Use of the Kullback-Leibler divergence in variational bayes and deep learning

Question

I am trying to grasp the asymmetry of the KL-divergence from the point of variational approch and deep learning. Deep learning seeks $q$ by minimization of $KL(p||q)$ and variational Bayes seeks $q$ by minimization of $KL(q||p)$. In the case of deep learning, $p$ represents the distribution inside the training data and $q$ is the approximation of $p$ modeled by the neural network. In variational Bayes, $p$ represents the real posterior and $q$ its approximation.

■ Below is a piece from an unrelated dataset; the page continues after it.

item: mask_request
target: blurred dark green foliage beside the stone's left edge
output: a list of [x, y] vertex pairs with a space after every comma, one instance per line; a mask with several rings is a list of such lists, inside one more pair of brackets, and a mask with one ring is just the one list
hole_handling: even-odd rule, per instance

Now, $KL(p||q) = \int p \log \frac{p}{q}$ and $KL(q||p) =\int q \log \frac{q}{p}$, so we can say, that deep learning seeks $q$ that respects all the training data (if it used $KL(q||p)$, data that correspond to zero value of $q$ would not be used). But what does it say about the variational Bayes? If we choose a "bad" form of $q$, it may ignore some data in the approximated posterior so this would the the "wrong" version of KL-divergence. The only explanation that comes to my mind is that $KL(q||p)$ is used only because it is possible to optimize it while $KL(p||q)$ wouldn't be. Or is here some other advantage or explanation of $KL(q||p)$?